South Carolina legislator has DUI charge dropped

On Behalf of | Nov 5, 2014 | Drunk Driving |

A May 2013 drunk driving charge against a South Carolina legislator was dismissed by a judge during a hearing on Oct. 29. According to reports, the judge decided to drop the charge because police did not read him his rights on camera as is required under state law. However, the legislator is still facing drunk driving and weapons charges from 2012.

In his most recent case, the lawmaker said that he had a glass of wine before walking to the State House garage. An officer reportedly witnessed the man walking side to side and leaning momentarily on a wall before getting into his vehicle. The officer then stopped the man after he ran over a traffic cone. After making contact with the man, the officer allegedly detected the smell of alcohol coming from him.
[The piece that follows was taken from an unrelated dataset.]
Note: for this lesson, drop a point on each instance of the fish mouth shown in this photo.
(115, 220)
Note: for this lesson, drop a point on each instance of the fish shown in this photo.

Police claim that the state representative refused to perform a field sobriety test, and he was subsequently apprehended. A jury was shown a video of the man being taken into custody, and an officer claimed that he was read his rights off camera. This was the second time the lawmaker’s attorney tried to have the case dismissed on such grounds. A first attempt was rejected by a judge after prosecutors showed an affidavit saying that the man had been read his rights.

Those facing drunk driving charges could face time in jail, a fine or a license suspension or revocation. It may be worthwhile to hire a DUI defense attorney to help dispute the charges. Like in this case, charges may be dropped due to failure of an officer to follow state protocol when taking a driver into custody for suspicion of impaired driving.